NFS-mounted machines.
Another use of Unionfs is to simplify the administration of diskless
machines. A set of machines can share a single read-only NFS root
file system. This enables administrators to maintain a common image
for all of the machines. This root file system is then unified with a
higher-priority read-write branch so that users can customize the
machine or save data. If persistence is not required, then a
tmpfs file system can be used as the highest priority branch.
If persistence is required, then a read-write NFS mount or a
local disk could be used for the user's files.
/bin client1(ro) client2(ro)
/store/client1 client1(rw)
/store/client2 client2(rw)
Figure 3: The contents of /etc/exports on the
server which contains the clients' binaries.

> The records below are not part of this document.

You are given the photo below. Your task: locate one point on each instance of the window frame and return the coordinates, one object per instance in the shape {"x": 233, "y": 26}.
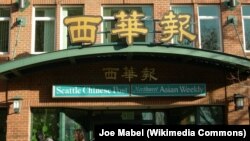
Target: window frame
{"x": 6, "y": 19}
{"x": 62, "y": 24}
{"x": 110, "y": 18}
{"x": 210, "y": 18}
{"x": 34, "y": 27}
{"x": 243, "y": 27}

mount -t nfs server:/bin /mnt/nfsbins
mount -t nfs server:/store/`hostname -s` /mnt/persist
mount -t unionfs none /bin -o dirs=/mnt/persist:/mnt/nfsbins=nfsro
Figure 4: Creating a union with two NFS-based shares for
binaries and persistent data.
Figure 3 shows a sample NFS /etc/exports
file for a diskless client configuration. To ensure that none of the
clients can tamper with the shared binaries on the server, we export
the /bin directory read-only. We then export the persistent
storage folder for each client individually. This ensures that one
client cannot tamper with the persistent folder of another.
Figure 4 shows the commands used to create a
union from a shared binary directory and to provide a persistent
backing store for that directory on a second NFS mount. The first
command mounts /bin for our client. The next command mounts
the persistent data store for our client based on its hostname.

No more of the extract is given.